Seminar back on: “What You Should Know about Simulation if You Care about Videogames”

This Friday the Department of Computer Science and Information Science Seminar Series is hosting Associate Professor David Ciccoricco for a talk titled:

“What You Should Know about Simulation if You Care about Videogames”

ABSTRACT: This talk historicizes the tangled relationship between two kinds of simulation, the mental simulations that happen in human minds and the digital simulations that happen on computer screens, and speculates about that relationship’s transdisciplinary future.
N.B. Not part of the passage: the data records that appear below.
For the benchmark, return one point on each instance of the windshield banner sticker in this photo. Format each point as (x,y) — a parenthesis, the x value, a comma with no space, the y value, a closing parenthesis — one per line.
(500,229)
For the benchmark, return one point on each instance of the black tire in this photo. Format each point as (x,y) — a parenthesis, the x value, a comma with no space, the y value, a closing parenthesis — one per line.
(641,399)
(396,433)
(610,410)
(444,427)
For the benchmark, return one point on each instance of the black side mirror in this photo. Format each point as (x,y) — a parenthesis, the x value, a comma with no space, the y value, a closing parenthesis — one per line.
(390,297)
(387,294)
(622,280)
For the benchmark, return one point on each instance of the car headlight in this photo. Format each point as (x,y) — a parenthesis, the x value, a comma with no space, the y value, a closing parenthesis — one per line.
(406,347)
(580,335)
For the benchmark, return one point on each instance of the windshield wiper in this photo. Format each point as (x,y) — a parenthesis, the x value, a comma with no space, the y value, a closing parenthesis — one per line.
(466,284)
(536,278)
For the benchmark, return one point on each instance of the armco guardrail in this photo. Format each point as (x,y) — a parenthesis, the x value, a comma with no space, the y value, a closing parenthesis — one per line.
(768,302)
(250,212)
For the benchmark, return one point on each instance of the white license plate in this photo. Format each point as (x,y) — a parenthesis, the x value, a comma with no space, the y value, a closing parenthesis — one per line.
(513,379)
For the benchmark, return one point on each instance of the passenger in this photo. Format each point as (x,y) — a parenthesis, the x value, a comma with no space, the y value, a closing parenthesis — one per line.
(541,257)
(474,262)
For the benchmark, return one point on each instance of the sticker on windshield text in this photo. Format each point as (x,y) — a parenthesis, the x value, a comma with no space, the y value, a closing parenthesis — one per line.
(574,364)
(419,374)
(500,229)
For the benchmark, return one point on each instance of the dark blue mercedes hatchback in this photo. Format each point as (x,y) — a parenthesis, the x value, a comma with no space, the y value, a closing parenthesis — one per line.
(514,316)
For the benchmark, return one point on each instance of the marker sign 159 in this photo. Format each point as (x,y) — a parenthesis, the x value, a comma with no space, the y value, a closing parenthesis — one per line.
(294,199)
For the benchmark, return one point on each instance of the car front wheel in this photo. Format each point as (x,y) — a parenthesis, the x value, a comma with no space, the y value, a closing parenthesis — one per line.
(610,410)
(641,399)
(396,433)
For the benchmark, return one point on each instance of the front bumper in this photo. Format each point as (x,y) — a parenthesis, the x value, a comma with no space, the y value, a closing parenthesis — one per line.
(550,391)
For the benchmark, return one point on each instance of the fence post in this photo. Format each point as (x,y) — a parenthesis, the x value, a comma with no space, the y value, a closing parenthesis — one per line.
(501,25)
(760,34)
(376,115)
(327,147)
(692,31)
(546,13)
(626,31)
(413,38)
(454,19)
It also suggests some ways in which aesthetic appropriations of simulation – as seen in videogames and other creative media – can play a significant and revealing role in mediating between the cognitive and the computational.

WHEN – 4 September at 1PM

WHERE – live & streamed online

Room G34 (Owheo building, 133 Union St. East)  (places limited – to secure a seat you must email:  
csadmin@cs.otago.ac.nz )

& online on Zoom at:

https://otago.zoom.us/j/98869375927?pwd=dmRTWTNrL2V4VEtRTkpwVmE2MlBwdz09

Password: 965073


BIO –
David Ciccoricco is Associate Professor in English and Linguistics at the University of Otago. His research is focused on literary and narrative theory with an emphasis on emergent forms of digital literature, as well as digital culture and posthumanism more generally. He is the author of Reading Network Fiction (2007), a book on pre-Web and Web-based digital fiction, and Refiguring Minds in Narrative Media (2015), which is focused on cognitive approaches to narrative and literary theory in print novels, digital narratives, and story-driven videogames.